Posted on 06/19/2009 10:37:18 AM PDT by FromLori
Well, this is what happens when you screw over the FDIC and give all the fun regulatory powers to the Federal Reserve.
Sheila Bair (who already has the reputation of not really being a team player) was on CNBC this morning (via Calculated Risk), talking about the new regulatory overhaul. Try telling us this sounds like someone ready to help push the new plan:
Clearly, there has been moral hazard and lack of market discipline fed by the 'too big to fail' doctrine, and this in turn has been fed by the lack of resolution mechanism that really works for very large financial organizations and this has been a central focus of ours, Bair said in an interview on CNBC.
President Barack Obama's sweeping plan to reform financial regulation, which was unveiled on Wednesday, included a proposal to make the FDIC the resolution authority responsible for unwinding troubled financial firms.
[Obamas regulation is] a good opening to the process, said Bair. I commend the President for getting personally involved in this and taking leadership and putting his own considerable influence behind the efforts Were still analyzing the whitepaper and want to work with the administration and Congress constructively on this.
Really? Damn, that's cold.
On a separete (though possibly semantic) point, we're not sure that there's really a "too big to fail doctrine" as Bair describes. It's not a policy, either. It's an acknowledgment. When Bernanke and Paulson tried to halt the panic in the banking system last fall, they didn't do so because they believed as a matter policy that some banks were "too big to fail," rather they believed that because they had grown so big, their failure would've been too devastating to society.
Now you can disagree with them.
(Excerpt) Read more at businessinsider.com ...
Chair Bair said this morning that when her term is up, she will be ‘spending more time with her family.’
I keep having this recurring nightmare that Larry Summers is going to be Fed Chair next. But, my night terror comes when I see Paul Krugman sitting at the head of the table!
People are pushing for summers but because bo is owned by the banks I think he will keep helicopter ben myself.
Obama’s idea of combining the Fed and FDIC into one regulating authority is a bad idea. One authority is likely to have one focus.
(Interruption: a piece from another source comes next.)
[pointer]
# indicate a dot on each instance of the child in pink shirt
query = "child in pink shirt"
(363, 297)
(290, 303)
Their rationale is that with more than one regulator nobody is taking responsibility for any new stuff, like credit derivatives. Personally, I think the FDIC should have considered the riskiness of bank owned credit derivatives all along.
Combining the lender of last resort, The Federal Reserve, with the bank oversight, FDIC, is a very bad move. This will lend result in bad banks being bailed out by the Federal Reserve instead of closed by the FDIC even in good times.
Supposedly, the breakup of AT&T was due to monopoly, so I had two wonder why, in the following decades, slouching toward monopoly in the banking/investment industry was okay.
Well, now we know why. 1) Create entities that are too big to fail, then fill them with corrupt and incompetent management. 3) Provide corrupt and incompetent congressional oversight. 3) When Too Big to Fail blows up, use as an excuse to rob the hapless serfs blind.